Uma hora, mais ou menos, se passou e meu estômago já estava praticamente conversando comigo exigindo uma refeição descente. Paguei por minha cerveja e voltei para a pousada, ao passar pelo saguão vi vários casais rindo e dançando, sai de casa porque achava que estava muito novo para me casar, mas lá eu tinha dezessete anos, agora tenho vinte cinco porém as minha convicções quanto ao casamento ainda não são muito favoráveis.
Cheguei no quarto, bati na porta e a resposta foi imediata:
- Entre, você chegou na hora certa! - ela estava sentada na beirada da cama, os cabelos estavam úmidos porém perfeitamente arrumados sem nem um fio fora do lugar, percebi que prefiro ele rebelando-se contra os laços e com cachos escapando do penteado. A única coisa fora do lugar era o espartilho, que ela segurava firmemente com as duas mãos para que nada fugisse do mais recatado possível. - Será...que você...poderia me ajudar? - não tinha jeito, um tom de rosa tingiu imediatamente suas faces.
- Ah, claro. - então fui até ela que já estava de costas para mim. Comecei a cruzar as fitas e aperta-las, assim que fiz à primeira parte Annelise se pronunciou dizendo:
- Pode apertar mais um pouco por favor? -
- Posso, mas se eu apertar mais um pouco você ficará sem respirar.

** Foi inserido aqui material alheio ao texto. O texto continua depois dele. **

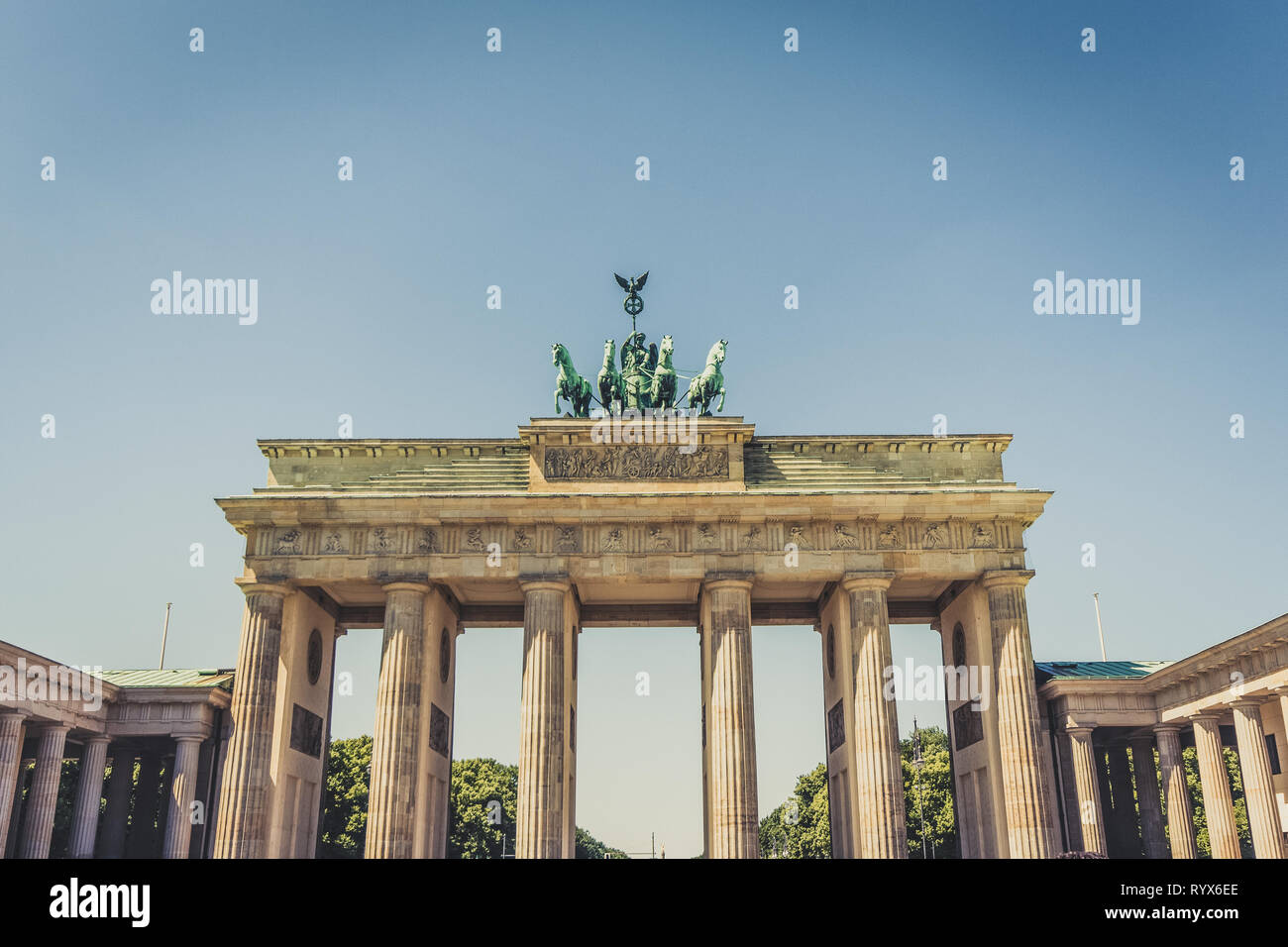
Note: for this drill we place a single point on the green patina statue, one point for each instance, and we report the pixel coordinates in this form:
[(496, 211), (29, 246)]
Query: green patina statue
[(647, 377), (704, 386)]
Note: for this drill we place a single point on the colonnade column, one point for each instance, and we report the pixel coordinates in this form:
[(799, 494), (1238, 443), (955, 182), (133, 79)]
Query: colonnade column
[(11, 758), (1176, 791), (183, 791), (1125, 802), (733, 819), (1218, 804), (877, 768), (1087, 785), (1146, 795), (243, 828), (89, 793), (1257, 783), (544, 742), (1028, 806), (38, 825), (395, 742)]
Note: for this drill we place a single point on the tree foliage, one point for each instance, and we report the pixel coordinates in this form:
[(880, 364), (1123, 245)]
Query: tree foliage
[(482, 806), (802, 827)]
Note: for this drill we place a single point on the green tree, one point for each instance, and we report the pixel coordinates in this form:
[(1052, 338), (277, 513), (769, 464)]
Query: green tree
[(928, 793), (344, 813), (800, 827), (483, 805)]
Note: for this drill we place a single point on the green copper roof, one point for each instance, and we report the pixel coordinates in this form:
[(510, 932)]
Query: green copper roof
[(1067, 671), (170, 677)]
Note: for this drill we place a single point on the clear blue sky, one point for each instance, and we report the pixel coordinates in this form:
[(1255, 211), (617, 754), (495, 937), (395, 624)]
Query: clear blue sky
[(518, 169)]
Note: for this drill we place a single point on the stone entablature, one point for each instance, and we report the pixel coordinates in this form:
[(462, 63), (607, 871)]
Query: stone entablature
[(1211, 681), (647, 455)]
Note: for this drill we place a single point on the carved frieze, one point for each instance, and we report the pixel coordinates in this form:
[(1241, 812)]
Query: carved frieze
[(636, 463)]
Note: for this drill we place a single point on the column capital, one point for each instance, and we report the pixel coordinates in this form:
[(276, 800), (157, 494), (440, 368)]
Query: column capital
[(1244, 702), (991, 579), (854, 581), (252, 586), (726, 579)]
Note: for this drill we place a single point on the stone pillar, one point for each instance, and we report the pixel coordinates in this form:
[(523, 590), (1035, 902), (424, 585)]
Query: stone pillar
[(1125, 801), (734, 819), (120, 788), (142, 841), (89, 796), (1267, 840), (11, 758), (1028, 806), (43, 797), (1090, 809), (1218, 804), (877, 768), (183, 789), (1146, 796), (243, 828), (542, 741), (391, 800), (1176, 791)]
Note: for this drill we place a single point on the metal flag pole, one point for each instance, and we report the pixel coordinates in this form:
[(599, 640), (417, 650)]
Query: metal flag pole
[(165, 631), (1100, 628)]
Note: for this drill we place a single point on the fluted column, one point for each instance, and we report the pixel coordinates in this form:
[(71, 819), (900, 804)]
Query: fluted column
[(243, 828), (183, 791), (1028, 806), (89, 796), (1090, 810), (877, 767), (734, 831), (11, 757), (1218, 804), (1257, 783), (1146, 796), (540, 831), (120, 788), (1176, 791), (43, 796), (391, 800)]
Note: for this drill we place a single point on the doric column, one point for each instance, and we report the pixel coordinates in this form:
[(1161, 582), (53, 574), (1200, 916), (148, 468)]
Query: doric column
[(877, 768), (734, 821), (542, 742), (1267, 840), (243, 828), (117, 812), (1176, 791), (1146, 796), (1218, 805), (1090, 810), (89, 793), (11, 757), (391, 800), (1028, 806), (43, 796), (183, 789), (1125, 801)]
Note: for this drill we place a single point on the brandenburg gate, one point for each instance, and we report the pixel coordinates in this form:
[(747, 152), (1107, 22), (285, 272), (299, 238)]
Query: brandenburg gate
[(668, 522)]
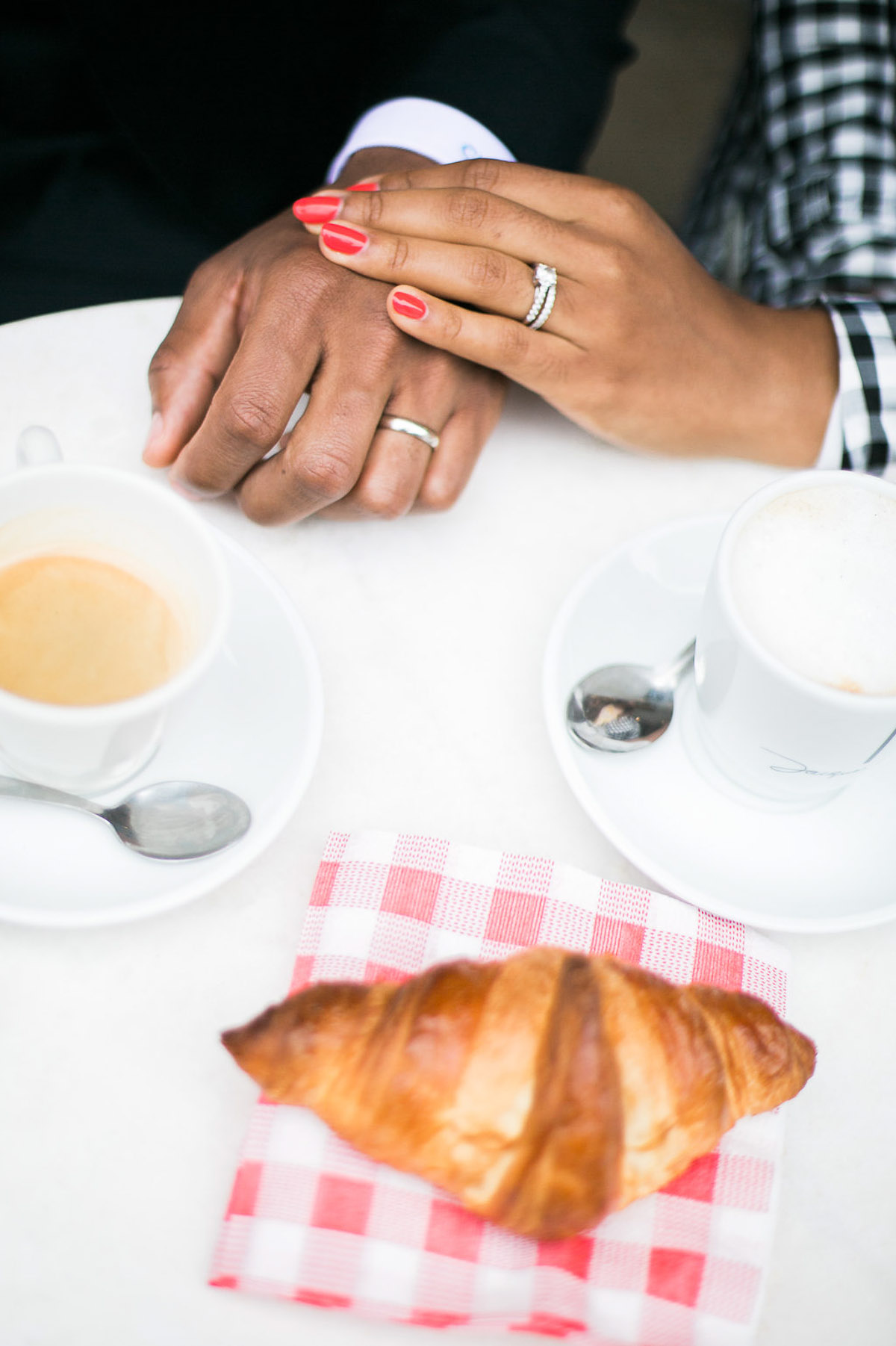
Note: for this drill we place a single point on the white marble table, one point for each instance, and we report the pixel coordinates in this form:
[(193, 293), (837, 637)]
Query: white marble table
[(120, 1114)]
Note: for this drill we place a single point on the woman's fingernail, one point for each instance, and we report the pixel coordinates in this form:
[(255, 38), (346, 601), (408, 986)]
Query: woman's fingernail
[(317, 211), (156, 434), (408, 305), (342, 238)]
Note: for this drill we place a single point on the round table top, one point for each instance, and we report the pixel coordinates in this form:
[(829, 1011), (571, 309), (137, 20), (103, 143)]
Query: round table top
[(122, 1117)]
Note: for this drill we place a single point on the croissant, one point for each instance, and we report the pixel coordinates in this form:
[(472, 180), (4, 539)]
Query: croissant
[(543, 1092)]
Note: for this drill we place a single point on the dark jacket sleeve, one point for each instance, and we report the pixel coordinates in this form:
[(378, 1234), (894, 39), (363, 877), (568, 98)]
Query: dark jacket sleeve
[(238, 114), (537, 73)]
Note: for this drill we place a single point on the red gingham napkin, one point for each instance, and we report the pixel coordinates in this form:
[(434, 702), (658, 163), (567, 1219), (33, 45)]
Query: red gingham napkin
[(314, 1221)]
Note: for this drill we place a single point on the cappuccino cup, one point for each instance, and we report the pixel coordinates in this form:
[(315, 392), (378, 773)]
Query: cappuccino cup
[(113, 604), (795, 661)]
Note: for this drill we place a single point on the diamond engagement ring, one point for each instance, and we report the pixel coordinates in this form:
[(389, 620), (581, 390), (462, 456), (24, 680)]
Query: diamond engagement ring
[(408, 427), (545, 282)]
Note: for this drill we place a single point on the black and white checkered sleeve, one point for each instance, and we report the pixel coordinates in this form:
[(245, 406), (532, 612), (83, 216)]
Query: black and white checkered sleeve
[(867, 338)]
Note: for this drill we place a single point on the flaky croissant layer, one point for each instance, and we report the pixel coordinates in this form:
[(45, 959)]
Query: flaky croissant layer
[(543, 1092)]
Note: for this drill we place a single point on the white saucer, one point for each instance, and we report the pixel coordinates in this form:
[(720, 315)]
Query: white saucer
[(253, 726), (829, 869)]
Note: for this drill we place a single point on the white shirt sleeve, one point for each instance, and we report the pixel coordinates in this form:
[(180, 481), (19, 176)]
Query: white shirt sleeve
[(429, 128)]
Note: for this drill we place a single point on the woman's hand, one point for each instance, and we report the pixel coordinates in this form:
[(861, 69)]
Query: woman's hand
[(644, 347), (268, 319)]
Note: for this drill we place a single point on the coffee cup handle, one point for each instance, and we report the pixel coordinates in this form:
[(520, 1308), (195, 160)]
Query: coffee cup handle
[(37, 446)]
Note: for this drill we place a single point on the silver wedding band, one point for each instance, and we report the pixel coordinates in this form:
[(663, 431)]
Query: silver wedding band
[(545, 282), (408, 427)]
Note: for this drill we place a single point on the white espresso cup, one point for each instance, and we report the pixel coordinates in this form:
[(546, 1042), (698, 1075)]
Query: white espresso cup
[(108, 516), (795, 663)]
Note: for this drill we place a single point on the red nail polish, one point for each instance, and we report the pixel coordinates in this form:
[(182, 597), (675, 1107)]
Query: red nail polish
[(345, 240), (317, 211), (408, 305)]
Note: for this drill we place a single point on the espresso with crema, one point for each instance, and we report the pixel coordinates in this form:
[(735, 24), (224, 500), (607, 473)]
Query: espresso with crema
[(82, 632), (814, 580)]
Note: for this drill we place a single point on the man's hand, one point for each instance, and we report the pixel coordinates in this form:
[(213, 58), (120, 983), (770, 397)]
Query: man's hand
[(642, 347), (270, 318)]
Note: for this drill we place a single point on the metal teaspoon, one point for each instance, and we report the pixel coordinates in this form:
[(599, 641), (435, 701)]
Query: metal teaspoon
[(174, 820), (623, 707)]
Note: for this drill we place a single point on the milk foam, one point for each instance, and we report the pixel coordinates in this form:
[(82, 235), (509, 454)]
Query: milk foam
[(814, 579)]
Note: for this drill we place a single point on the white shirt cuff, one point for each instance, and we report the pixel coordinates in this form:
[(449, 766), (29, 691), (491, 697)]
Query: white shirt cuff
[(429, 128), (832, 451)]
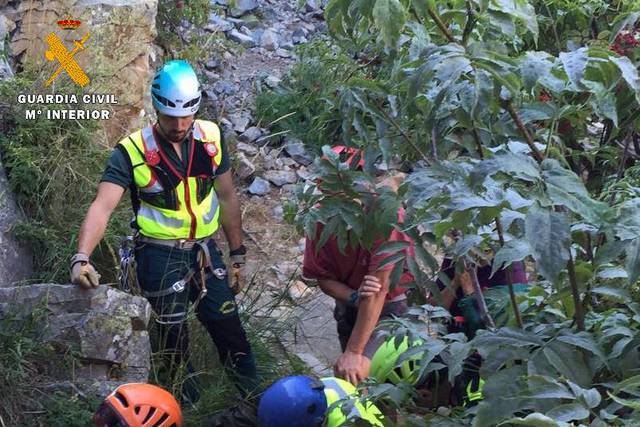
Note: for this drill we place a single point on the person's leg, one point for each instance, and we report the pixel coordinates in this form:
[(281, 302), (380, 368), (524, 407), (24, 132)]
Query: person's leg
[(218, 312), (159, 269), (379, 336), (345, 321)]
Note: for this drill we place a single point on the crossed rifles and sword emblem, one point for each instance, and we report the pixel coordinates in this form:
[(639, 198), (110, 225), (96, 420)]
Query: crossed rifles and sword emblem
[(57, 51)]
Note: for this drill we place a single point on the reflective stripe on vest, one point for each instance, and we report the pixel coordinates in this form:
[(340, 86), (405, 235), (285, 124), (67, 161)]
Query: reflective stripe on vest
[(332, 384), (192, 220)]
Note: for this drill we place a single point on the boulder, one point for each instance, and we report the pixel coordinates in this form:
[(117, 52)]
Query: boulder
[(242, 7), (250, 135), (295, 149), (117, 53), (15, 258), (245, 168), (104, 327), (281, 177), (269, 40), (238, 37), (259, 187)]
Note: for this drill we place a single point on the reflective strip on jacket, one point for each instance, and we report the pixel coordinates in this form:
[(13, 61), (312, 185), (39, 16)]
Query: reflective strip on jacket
[(170, 205), (336, 389)]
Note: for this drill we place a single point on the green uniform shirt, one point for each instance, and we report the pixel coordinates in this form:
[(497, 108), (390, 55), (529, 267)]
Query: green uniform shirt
[(118, 170)]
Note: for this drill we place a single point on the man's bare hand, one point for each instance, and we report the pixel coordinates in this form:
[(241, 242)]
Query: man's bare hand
[(369, 287), (352, 367)]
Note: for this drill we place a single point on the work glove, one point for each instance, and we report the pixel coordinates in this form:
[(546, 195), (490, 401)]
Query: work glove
[(237, 259), (82, 272)]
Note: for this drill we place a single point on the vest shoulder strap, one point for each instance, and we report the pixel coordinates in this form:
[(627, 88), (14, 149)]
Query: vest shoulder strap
[(134, 147), (207, 131)]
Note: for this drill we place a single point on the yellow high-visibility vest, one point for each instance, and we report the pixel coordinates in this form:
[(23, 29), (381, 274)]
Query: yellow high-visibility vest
[(167, 204), (336, 389)]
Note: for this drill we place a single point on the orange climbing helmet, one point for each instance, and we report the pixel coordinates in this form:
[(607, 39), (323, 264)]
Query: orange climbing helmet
[(138, 405)]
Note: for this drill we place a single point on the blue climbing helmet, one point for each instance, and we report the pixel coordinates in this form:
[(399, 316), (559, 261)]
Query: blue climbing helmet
[(295, 401), (175, 90)]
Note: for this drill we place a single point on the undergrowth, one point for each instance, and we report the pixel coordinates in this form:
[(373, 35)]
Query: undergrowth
[(53, 168)]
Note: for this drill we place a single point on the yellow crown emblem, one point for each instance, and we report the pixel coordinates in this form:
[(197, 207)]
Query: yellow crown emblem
[(68, 24)]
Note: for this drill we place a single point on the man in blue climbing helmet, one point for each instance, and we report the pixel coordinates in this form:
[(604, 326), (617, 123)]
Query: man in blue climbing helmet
[(182, 191)]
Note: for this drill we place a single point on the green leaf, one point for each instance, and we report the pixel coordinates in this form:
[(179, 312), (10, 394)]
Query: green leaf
[(520, 9), (534, 420), (549, 237), (565, 188), (533, 66), (544, 387), (569, 412), (633, 261), (575, 64), (513, 250), (628, 70), (633, 404), (391, 259), (389, 18), (392, 247)]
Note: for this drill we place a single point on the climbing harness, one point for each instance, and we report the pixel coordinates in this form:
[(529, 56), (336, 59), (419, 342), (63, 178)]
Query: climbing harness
[(203, 261), (127, 277)]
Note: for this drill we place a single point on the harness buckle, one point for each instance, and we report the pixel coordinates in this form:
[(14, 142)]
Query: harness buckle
[(179, 286)]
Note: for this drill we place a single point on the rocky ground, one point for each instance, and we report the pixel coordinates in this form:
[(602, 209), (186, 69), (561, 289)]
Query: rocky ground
[(269, 167)]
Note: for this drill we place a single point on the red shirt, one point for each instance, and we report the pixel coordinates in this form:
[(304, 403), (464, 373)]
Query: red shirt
[(351, 267)]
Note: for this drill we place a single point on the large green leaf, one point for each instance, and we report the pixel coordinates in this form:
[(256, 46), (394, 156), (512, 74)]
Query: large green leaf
[(389, 18), (534, 420), (633, 260), (513, 250), (575, 64), (569, 412), (565, 188), (549, 237), (533, 66)]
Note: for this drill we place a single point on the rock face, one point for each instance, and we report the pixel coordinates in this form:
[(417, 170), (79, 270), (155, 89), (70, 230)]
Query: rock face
[(106, 327), (116, 55), (15, 259)]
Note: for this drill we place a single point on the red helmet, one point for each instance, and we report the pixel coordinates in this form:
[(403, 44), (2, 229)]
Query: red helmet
[(350, 155), (138, 405)]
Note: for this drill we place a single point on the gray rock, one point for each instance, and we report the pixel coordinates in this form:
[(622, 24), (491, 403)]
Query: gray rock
[(295, 149), (278, 213), (245, 168), (15, 257), (299, 36), (224, 87), (243, 39), (246, 148), (246, 30), (218, 24), (213, 64), (269, 40), (106, 328), (311, 6), (242, 7), (283, 53), (259, 187), (240, 122), (304, 174), (272, 81), (250, 134), (282, 177)]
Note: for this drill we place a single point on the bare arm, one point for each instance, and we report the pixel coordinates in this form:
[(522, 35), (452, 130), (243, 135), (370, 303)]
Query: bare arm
[(368, 315), (352, 365), (230, 215), (97, 218), (335, 289)]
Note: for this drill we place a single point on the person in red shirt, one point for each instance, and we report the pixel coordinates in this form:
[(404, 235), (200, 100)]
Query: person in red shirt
[(362, 293)]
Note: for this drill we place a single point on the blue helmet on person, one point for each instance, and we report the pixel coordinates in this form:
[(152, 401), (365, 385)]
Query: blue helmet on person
[(175, 90), (295, 401)]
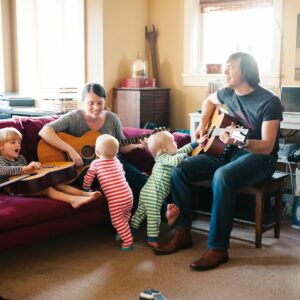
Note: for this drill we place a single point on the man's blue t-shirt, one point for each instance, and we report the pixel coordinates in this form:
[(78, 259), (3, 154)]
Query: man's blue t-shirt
[(253, 109)]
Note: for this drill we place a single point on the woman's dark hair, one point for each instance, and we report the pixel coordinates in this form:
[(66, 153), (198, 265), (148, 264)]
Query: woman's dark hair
[(248, 68), (95, 88)]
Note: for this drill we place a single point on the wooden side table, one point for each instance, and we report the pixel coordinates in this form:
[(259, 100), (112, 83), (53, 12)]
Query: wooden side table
[(136, 107)]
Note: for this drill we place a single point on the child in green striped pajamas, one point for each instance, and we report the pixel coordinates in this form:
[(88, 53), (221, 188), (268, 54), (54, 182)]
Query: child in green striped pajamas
[(164, 149)]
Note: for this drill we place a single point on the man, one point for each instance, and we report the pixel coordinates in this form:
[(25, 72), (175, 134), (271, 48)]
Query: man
[(240, 165)]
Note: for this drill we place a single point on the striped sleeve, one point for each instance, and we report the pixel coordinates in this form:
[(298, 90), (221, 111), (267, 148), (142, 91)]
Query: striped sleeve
[(11, 168), (90, 175)]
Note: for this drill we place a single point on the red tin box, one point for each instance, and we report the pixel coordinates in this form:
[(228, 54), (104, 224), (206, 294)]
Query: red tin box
[(138, 83)]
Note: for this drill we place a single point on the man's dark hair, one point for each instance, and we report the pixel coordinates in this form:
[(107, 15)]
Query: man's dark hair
[(96, 88), (248, 68)]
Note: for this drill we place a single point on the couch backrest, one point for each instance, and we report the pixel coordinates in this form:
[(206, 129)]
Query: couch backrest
[(30, 127)]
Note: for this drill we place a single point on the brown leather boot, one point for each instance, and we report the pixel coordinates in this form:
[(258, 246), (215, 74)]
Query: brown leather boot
[(210, 260), (182, 239)]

- Ah, já estou acostumada. Me lembro até hoje do meu primeiro baile, mamãe apertou tanto meu espartilho que cheguei ao baile quase sem cor. - uma sensação estranha percorreu o meu corpo, pensar em Annelise, que geralmente está com as bochechas rosadas, completamente sem cor era angustiante.
- Está bom? - disse ao apertar um pouco mais.
- Tem como apertar mais? - ela disse, porém sua voz já estava entrecortada e eu vi que estava prendendo a respiração. Não sei o que se passa na cabeça das mulheres, só sei que não compactuaria com aquele crime.
- Ann, não acha que já está bom? Você já está sem respirar. - então ela me olhou por sobre o ombro e poderia ser pela falta de ar mas seus olhos estavam vermelhos.
- Perdão, é que acabei de me dar conta que passei por isso minha vida inteira sem nunca questionar o motivo de passar por esse martírio.
- Não precisa passar por isso Ann, acredite, com todo o respeito que tenho por você digo que sua beleza está em ser quem você realmente é. - quem disse isso? Porque estou quase acreditando que fui eu. - mas, bem, você quem deve decidir isso.
- Por favor, tem como soltar um pouco? Não estou conseguindo respirar! - disse agora sorrindo.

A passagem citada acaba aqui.